I also think am own domain and email is the better option and I cannot understand why a company of 100-150 employees would use google mail. Is it because of searching, sorting options or something else that is much better with gmail?
Well, I mean I know they are Google and all- but I can't imagine Gmail and Gcal supporting a corporate user very effectively. I use it for my personal stuff, but I am extremely appreciative of Exchange at work.
Not really. The communications team (about 400-500 people) who develop email product do use it. Unfortunately, for larger Verizon media, verizon has dictated that they use gmail. Explanation is that "Yahoo Mail" is consumer focused not enterprise focused which requires calendar support, conferencing etc.
Because it's the best email system available for most people. If you value productivity and usability the most, Gmail is the way to go. It's that simple.
Gmail is the only email system that I can tolerate. It actually makes using email borderline fun, whereas even something like Exchange is a nightmare. It works great with various applications, smartphones and has by far the best Web interface around. It handles spam well and allows me to easy filter messages (and have those filters work across devices).
For most of us, email is a tool that helps us get work done and communicate with family and friends. Rolling our own solutions is not worth the extra time, headaches and lost usability.
Google doesn't care about our data individually. They make money in anonymized, aggregate data. That's why I don't care that they are making money off of my data, because it's not my data that they care about. It's our data that they really care about.
And while I'd prefer if my email didn't fall into the hands of the US government, I don't actually have anything that I care that they see in it. It's more principle than anything else. And, as a US citizen, if I rolled my own solution, I don't think it would be any safer in my hands than Google's when it comes to warrants.
I do have real fears. My real fears with email are in using a system that isn't usable, isn't reliable and has data integrity issues. At the end of the day, Google's servers and technical know-how surpasses mine, and I feel that my email is safer and less likely to be lost due to hardware failure in their hands than in mine.
It really depends on what you value. If my email information was really sensitive, I would probably care more. If I were a company that valued sensitivity a lot, I might not use Gmail. Certainly if the work you do or the industry you are in needs the utmost privacy, you should look into the most secure option as possible.

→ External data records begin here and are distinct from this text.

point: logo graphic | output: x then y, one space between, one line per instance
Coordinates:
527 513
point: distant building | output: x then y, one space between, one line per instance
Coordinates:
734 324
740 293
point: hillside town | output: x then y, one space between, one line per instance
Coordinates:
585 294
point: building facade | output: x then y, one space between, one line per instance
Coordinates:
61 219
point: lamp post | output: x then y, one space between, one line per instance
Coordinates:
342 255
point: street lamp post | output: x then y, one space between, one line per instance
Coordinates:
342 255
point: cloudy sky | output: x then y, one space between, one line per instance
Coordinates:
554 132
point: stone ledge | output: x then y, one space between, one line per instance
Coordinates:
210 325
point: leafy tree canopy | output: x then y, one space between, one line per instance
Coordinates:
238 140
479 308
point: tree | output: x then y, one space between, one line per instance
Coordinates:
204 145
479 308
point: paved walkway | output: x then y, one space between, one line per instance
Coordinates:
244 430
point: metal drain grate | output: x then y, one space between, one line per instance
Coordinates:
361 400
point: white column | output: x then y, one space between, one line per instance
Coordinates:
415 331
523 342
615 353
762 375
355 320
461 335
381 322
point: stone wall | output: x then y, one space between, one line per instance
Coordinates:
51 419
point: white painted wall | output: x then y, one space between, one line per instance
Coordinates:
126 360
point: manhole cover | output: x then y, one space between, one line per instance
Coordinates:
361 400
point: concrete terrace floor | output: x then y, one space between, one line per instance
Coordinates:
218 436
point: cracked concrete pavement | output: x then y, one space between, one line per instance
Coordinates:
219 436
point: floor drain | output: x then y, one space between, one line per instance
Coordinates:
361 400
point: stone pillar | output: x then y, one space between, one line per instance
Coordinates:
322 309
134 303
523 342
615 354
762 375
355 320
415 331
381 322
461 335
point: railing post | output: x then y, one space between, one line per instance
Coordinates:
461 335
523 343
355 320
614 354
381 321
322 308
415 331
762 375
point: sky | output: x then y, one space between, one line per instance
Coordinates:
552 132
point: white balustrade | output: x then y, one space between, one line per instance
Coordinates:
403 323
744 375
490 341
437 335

But as an individual, Gmail is as good as it gets for me.
I just don't understand it. On the one hand, you can lose access to your mails and have almost no way of getting them back if you use GMail. On the other hand, you have an alternative but still stay with Google because their interface is better? I use an alternative and I don't care about the interface - it's good enough. I can read and write emails, there is human support, that's all I need from my email provider. I'd probably be happier if they had a better interface, but it's really not that important. I'm not judging it, that's your choice, but I just find it strange.
What kind of companies are these? I have worked in a dozen companies so far and in not one of them using GMail for personal use was against the corporate policy.
I think a vast majority of companies would fire (at least, call it out as against policy) if you just went ahead and used gmail for work emails because the official one is crappy.
I've run my own e-mail for the past 20 years, including setting up DKIM and all of that. Why do nearly all of you use some corporate service like gmail?
I suspect in part because Google eats its own dogfood here. GMail evolved out of Google's original internal e-mail system and is still the default mode of communication within the company today. That is in part why it is so fast and responsive: inefficiency equates to Google losing $$ on wasted productivity.
By comparison, I suspect that MS largely uses Outlook internally rather than Hotmail; surprisingly, the same is true of Yahoo (http://goo.gl/82mlql). FB employees, for their part, apparently use their personal accounts for a lot of work-related communication, which strikes me as a little weird.
In terms of users they obviously are the market leader. I use Outlook.com personally and consider it to be overall better than Gmail. I'd gladly debate this if you'd like.
Never the less, my original point was that all of these Gmail strengths that you think are very important are obviously not very important to people using Yahoo or their ISP webmail. The idea that everyone uses Gmail and any competitor must compete feature-by-feature is just incorrect.